0
$\begingroup$

I am having trouble try to show that this linear regression summation:

$J(w) = \sum^m_{i=1} u_i (w^T x_i - y_i)^2$

can be rewritten in the following matrix form:

$J(w) = (Xw - y)^T U(Xw - y)$

Apparently it's possible and I do not know where the $U$ comes from. Any help would be appreciated.

1 Answers 1

1

The subscript denotes the $i$'th columns of the corresponding matrices.

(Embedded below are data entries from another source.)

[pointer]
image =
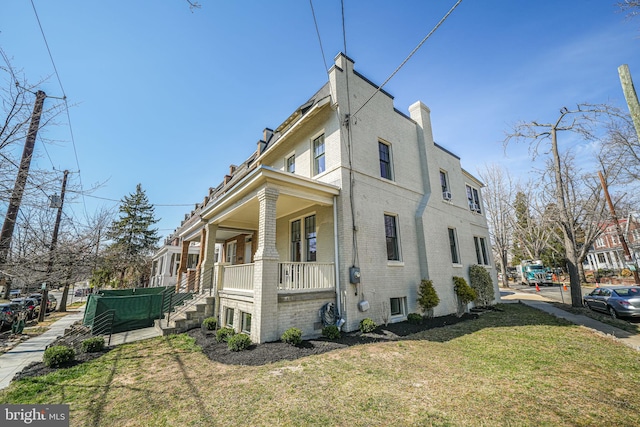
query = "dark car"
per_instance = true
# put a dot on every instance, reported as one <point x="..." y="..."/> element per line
<point x="8" y="315"/>
<point x="29" y="305"/>
<point x="621" y="301"/>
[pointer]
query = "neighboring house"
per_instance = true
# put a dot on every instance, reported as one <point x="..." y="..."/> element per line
<point x="328" y="194"/>
<point x="166" y="262"/>
<point x="607" y="251"/>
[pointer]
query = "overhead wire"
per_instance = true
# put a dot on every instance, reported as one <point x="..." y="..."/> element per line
<point x="444" y="18"/>
<point x="66" y="103"/>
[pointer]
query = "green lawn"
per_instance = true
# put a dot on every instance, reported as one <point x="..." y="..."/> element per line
<point x="518" y="367"/>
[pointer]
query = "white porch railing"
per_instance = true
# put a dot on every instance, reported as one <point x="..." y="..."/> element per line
<point x="238" y="276"/>
<point x="305" y="276"/>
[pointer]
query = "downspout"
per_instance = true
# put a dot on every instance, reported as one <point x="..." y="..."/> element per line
<point x="336" y="255"/>
<point x="422" y="206"/>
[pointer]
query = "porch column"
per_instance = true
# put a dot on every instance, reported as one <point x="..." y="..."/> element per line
<point x="264" y="326"/>
<point x="209" y="257"/>
<point x="182" y="268"/>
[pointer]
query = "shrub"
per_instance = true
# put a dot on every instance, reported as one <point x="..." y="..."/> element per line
<point x="427" y="297"/>
<point x="481" y="283"/>
<point x="93" y="345"/>
<point x="224" y="334"/>
<point x="292" y="336"/>
<point x="332" y="332"/>
<point x="238" y="342"/>
<point x="414" y="318"/>
<point x="58" y="355"/>
<point x="367" y="325"/>
<point x="464" y="292"/>
<point x="210" y="323"/>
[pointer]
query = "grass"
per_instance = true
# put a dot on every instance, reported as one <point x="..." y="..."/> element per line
<point x="514" y="368"/>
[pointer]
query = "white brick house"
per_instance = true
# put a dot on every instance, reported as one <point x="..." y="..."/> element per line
<point x="329" y="190"/>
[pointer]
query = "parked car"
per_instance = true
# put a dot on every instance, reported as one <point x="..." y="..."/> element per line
<point x="621" y="301"/>
<point x="8" y="315"/>
<point x="29" y="305"/>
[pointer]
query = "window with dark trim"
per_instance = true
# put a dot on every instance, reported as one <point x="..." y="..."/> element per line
<point x="453" y="246"/>
<point x="391" y="234"/>
<point x="481" y="250"/>
<point x="385" y="160"/>
<point x="318" y="155"/>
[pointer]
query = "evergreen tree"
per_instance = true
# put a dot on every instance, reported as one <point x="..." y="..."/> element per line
<point x="133" y="239"/>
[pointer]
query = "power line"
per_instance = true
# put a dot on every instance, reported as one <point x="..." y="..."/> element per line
<point x="410" y="55"/>
<point x="73" y="142"/>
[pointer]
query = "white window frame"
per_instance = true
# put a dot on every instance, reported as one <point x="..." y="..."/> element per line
<point x="456" y="246"/>
<point x="316" y="162"/>
<point x="390" y="164"/>
<point x="397" y="237"/>
<point x="243" y="322"/>
<point x="402" y="303"/>
<point x="229" y="317"/>
<point x="286" y="163"/>
<point x="482" y="254"/>
<point x="304" y="245"/>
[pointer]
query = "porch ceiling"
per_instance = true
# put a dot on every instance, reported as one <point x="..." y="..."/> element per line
<point x="240" y="209"/>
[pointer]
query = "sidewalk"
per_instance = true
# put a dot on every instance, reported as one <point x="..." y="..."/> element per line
<point x="33" y="349"/>
<point x="541" y="303"/>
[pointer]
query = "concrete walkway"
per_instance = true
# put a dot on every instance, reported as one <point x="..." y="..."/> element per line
<point x="32" y="350"/>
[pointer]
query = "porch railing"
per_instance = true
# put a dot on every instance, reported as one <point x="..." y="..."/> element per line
<point x="239" y="276"/>
<point x="294" y="276"/>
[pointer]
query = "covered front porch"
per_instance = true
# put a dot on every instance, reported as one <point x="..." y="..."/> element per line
<point x="277" y="265"/>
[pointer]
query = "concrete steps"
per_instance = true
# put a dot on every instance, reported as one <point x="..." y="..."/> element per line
<point x="188" y="316"/>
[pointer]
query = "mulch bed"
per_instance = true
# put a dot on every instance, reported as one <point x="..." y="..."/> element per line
<point x="261" y="354"/>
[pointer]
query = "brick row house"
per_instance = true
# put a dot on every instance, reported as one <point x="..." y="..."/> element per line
<point x="338" y="209"/>
<point x="607" y="251"/>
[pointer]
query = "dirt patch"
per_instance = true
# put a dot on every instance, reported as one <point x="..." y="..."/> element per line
<point x="261" y="354"/>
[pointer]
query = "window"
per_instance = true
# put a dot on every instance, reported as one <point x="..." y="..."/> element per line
<point x="310" y="237"/>
<point x="291" y="164"/>
<point x="481" y="250"/>
<point x="310" y="240"/>
<point x="318" y="155"/>
<point x="398" y="306"/>
<point x="246" y="322"/>
<point x="385" y="160"/>
<point x="230" y="256"/>
<point x="474" y="199"/>
<point x="228" y="317"/>
<point x="391" y="233"/>
<point x="444" y="181"/>
<point x="455" y="258"/>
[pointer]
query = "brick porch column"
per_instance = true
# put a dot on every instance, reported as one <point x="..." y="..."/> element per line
<point x="264" y="325"/>
<point x="206" y="272"/>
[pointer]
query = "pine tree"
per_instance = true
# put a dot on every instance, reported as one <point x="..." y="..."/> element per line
<point x="133" y="239"/>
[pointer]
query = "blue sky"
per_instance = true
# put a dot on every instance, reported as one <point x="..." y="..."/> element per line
<point x="169" y="97"/>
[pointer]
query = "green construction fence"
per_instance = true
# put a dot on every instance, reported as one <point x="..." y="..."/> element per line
<point x="133" y="308"/>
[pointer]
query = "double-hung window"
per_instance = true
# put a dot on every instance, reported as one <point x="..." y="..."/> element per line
<point x="304" y="241"/>
<point x="473" y="196"/>
<point x="481" y="250"/>
<point x="318" y="155"/>
<point x="291" y="164"/>
<point x="453" y="246"/>
<point x="385" y="160"/>
<point x="391" y="234"/>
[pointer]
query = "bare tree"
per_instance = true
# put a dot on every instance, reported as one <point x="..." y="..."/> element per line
<point x="498" y="198"/>
<point x="576" y="206"/>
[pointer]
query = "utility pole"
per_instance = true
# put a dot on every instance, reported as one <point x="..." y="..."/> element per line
<point x="18" y="189"/>
<point x="54" y="242"/>
<point x="614" y="217"/>
<point x="630" y="95"/>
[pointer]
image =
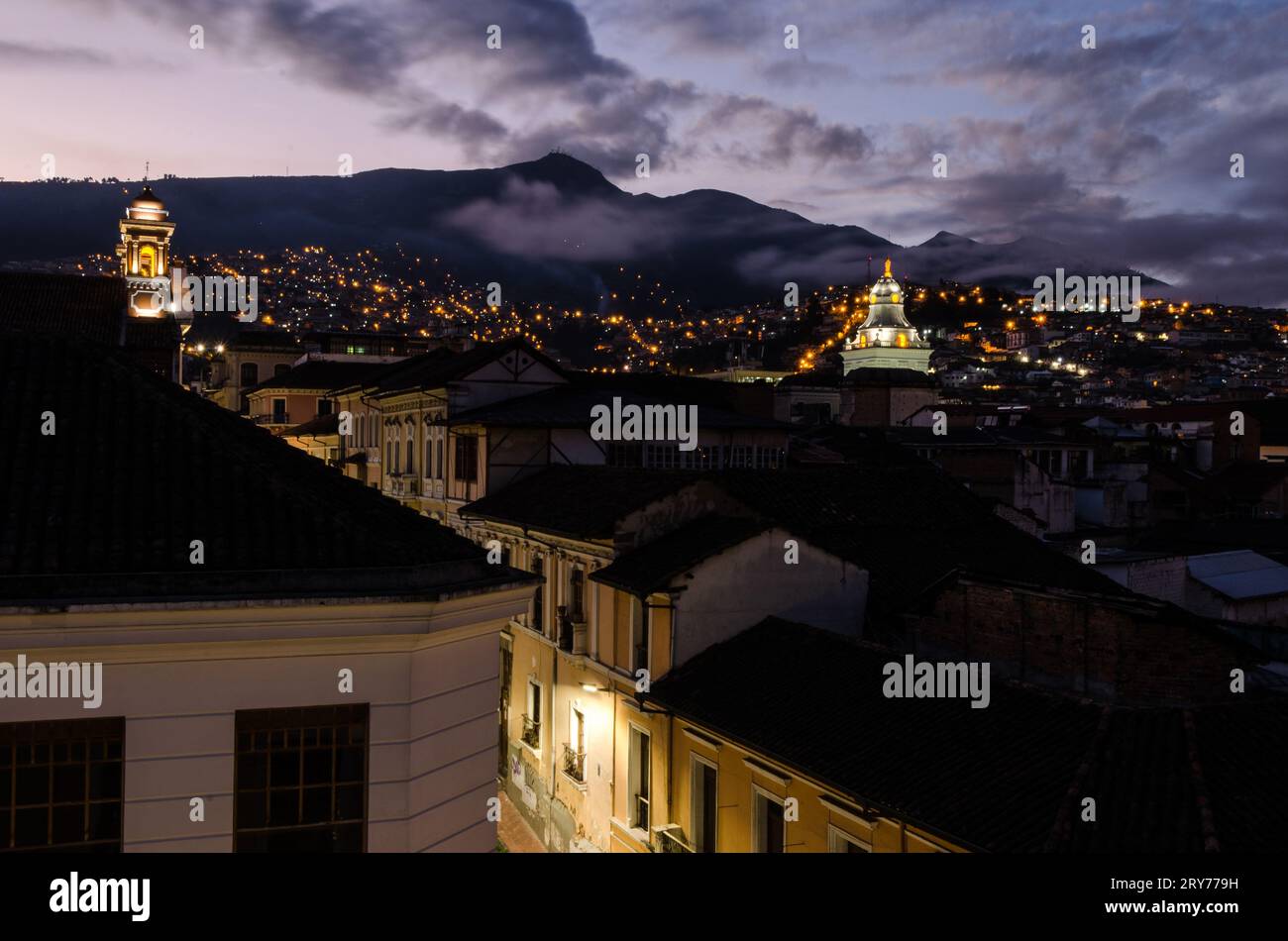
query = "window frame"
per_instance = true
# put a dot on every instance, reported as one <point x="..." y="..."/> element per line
<point x="696" y="764"/>
<point x="756" y="793"/>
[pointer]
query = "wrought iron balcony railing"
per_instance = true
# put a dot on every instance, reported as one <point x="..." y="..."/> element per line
<point x="575" y="764"/>
<point x="670" y="838"/>
<point x="531" y="731"/>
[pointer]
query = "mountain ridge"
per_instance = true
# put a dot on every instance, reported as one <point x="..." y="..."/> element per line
<point x="549" y="228"/>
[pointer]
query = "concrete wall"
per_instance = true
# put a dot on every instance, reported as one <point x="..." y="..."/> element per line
<point x="428" y="671"/>
<point x="739" y="587"/>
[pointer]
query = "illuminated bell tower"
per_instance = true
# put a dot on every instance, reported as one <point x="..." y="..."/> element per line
<point x="145" y="253"/>
<point x="887" y="339"/>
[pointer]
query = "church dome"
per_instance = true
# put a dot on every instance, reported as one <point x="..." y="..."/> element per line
<point x="146" y="205"/>
<point x="887" y="290"/>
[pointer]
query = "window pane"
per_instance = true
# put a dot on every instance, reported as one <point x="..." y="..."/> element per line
<point x="317" y="772"/>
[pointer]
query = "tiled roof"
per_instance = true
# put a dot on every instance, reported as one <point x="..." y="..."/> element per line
<point x="107" y="507"/>
<point x="434" y="369"/>
<point x="90" y="308"/>
<point x="579" y="501"/>
<point x="653" y="566"/>
<point x="1010" y="777"/>
<point x="322" y="425"/>
<point x="910" y="527"/>
<point x="888" y="376"/>
<point x="318" y="374"/>
<point x="570" y="407"/>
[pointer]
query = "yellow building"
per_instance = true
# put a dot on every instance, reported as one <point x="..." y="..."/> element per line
<point x="639" y="570"/>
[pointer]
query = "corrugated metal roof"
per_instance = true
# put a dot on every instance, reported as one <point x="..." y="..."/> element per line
<point x="1240" y="575"/>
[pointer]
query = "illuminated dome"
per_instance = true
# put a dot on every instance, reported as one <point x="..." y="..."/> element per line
<point x="146" y="205"/>
<point x="885" y="303"/>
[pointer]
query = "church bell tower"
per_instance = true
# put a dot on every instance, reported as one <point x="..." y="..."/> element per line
<point x="145" y="253"/>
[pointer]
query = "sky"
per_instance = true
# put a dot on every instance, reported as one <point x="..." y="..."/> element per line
<point x="1126" y="147"/>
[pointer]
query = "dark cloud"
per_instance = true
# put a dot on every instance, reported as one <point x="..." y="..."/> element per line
<point x="58" y="56"/>
<point x="536" y="220"/>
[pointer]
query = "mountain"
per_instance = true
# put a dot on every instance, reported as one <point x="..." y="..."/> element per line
<point x="552" y="228"/>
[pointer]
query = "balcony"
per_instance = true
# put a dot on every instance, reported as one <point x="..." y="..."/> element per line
<point x="640" y="811"/>
<point x="403" y="484"/>
<point x="531" y="733"/>
<point x="575" y="764"/>
<point x="572" y="631"/>
<point x="670" y="838"/>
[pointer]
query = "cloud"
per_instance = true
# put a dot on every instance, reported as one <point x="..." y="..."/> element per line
<point x="35" y="55"/>
<point x="536" y="220"/>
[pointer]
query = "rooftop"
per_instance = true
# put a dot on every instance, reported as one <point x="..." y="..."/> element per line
<point x="106" y="508"/>
<point x="578" y="499"/>
<point x="1006" y="778"/>
<point x="653" y="566"/>
<point x="1240" y="575"/>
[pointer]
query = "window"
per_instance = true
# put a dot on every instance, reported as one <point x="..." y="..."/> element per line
<point x="539" y="615"/>
<point x="702" y="799"/>
<point x="576" y="593"/>
<point x="639" y="779"/>
<point x="639" y="626"/>
<point x="532" y="717"/>
<point x="60" y="785"/>
<point x="840" y="841"/>
<point x="769" y="826"/>
<point x="625" y="455"/>
<point x="467" y="459"/>
<point x="575" y="752"/>
<point x="301" y="781"/>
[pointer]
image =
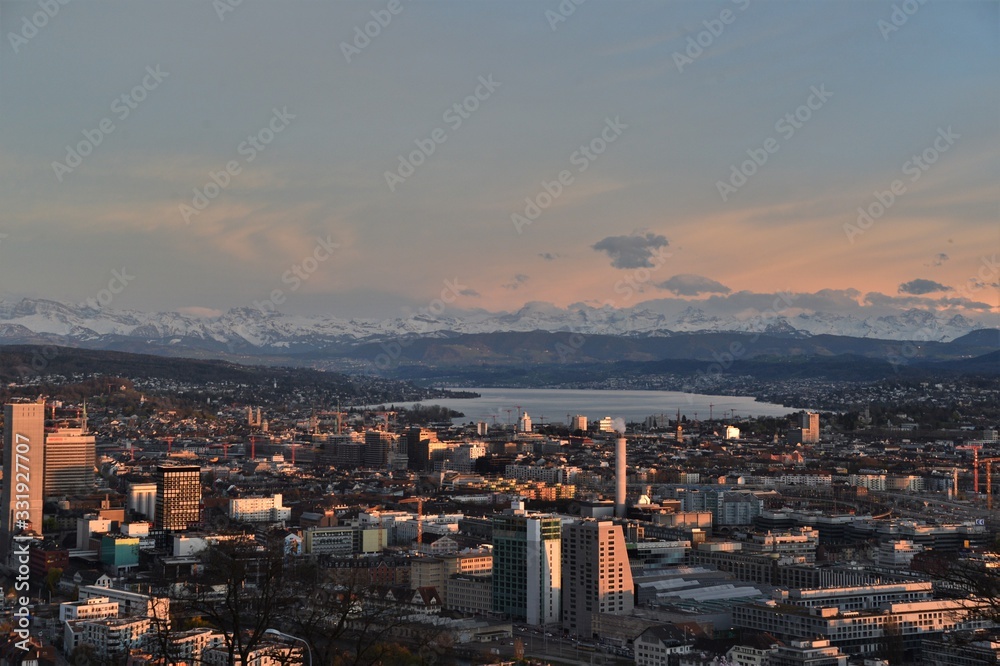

Rewrite $J(w)$ as $$ \sum^m_{i=1} (w^T x_i - y_i) u_i (w^T x_i - y_i) $$ Then, notice that $w^Tx_i = x_i^Tw$ is a scalar quantity (dot product of two vectors), so $$ \sum^m_{i=1} (x_i^Tw - y_i) u_i (x_i^Tw - y_i) $$ Notice that $u_i$ is also scalar which hints us for a diagonal matrix $U$. The structure then becomes, $$ \pmatrix{x_1^Tw-y_1 &\ldots &x_m^Tw-y_m}\pmatrix{u_1 \\&u_2\\&&\ddots\\&&&u_m}\pmatrix{x_1^Tw-y_1 \\\vdots \\x_m^Tw-y_m} $$ With a final touch, we almost arrive at the result with a typo. $$ J(w) = (X^Tw-y)^T U(X^Tw-y) $$

  • 0
    The typo is the transpose of $(X^T w - y)^T$ ?2011-09-23
  • 0
    also how did you turn $(X^T_i w - y_i)$ into a row and column vector?2011-09-23
  • 0
    it is an element wise operation to compute the first element of $X^Tw$ you simply take the first row of $X^T$ which is denoted by $x_i^T$. I hope it is slightly clearer now>2011-09-23
  • 0
    @gprime You are very welcome2011-09-28